- Ancuabe Location within Mozambique
- Coordinates: 12°59′S 39°51′E﻿ / ﻿12.983°S 39.850°E
- Country: Mozambique
- Provinces: Cabo Delgado Province
- District: Ancuabe District

Population (1997)
- • Total: 12,561

= Ancuabe =

Ancuabe is a town in eastern Mozambique in Ancuabe District, Cabo Delgado Province. It is the seat of the district. According to the 1997 census it has a population of 12,561.

==Geography==
Ancuabe is situated 1.2 mi away from Ntete, 2.1 mi away from Banjira and 1.7 mi away from Muero.

==Economy==
Mining plays a key role in the local economy. In 1989 the Irish-based Kenmare Resources joined the Government in a joint venture with the Mozambiquan government to exploit graphite deposits in Ancuabe.

Graphites de Ancuabe Ltda. operated a sizeable mine and plant near Ancuabe from 1994 to 1999. The mined graphite would be transported east to the larger town of Pemba on the coast where the mined material would be cut and processed.
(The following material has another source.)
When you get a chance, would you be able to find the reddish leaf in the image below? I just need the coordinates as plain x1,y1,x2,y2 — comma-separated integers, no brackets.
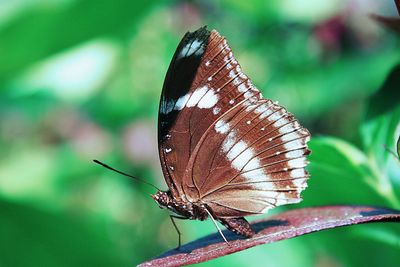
139,206,400,266
371,14,400,33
Due to a fall in graphite prices work in the mine was suspended in 1999. In 2007, the Mozambique government announced its intention to re-open the mine, depending on the supply of electricity from the Cahora Bassa dam.

Graphite mining in the Ancuabe region resumed in 2017 with the opening of a mine operated by the Dutch firm AMG.

==Transport==
The nearest airport is at Pemba Airport, 39 mi away.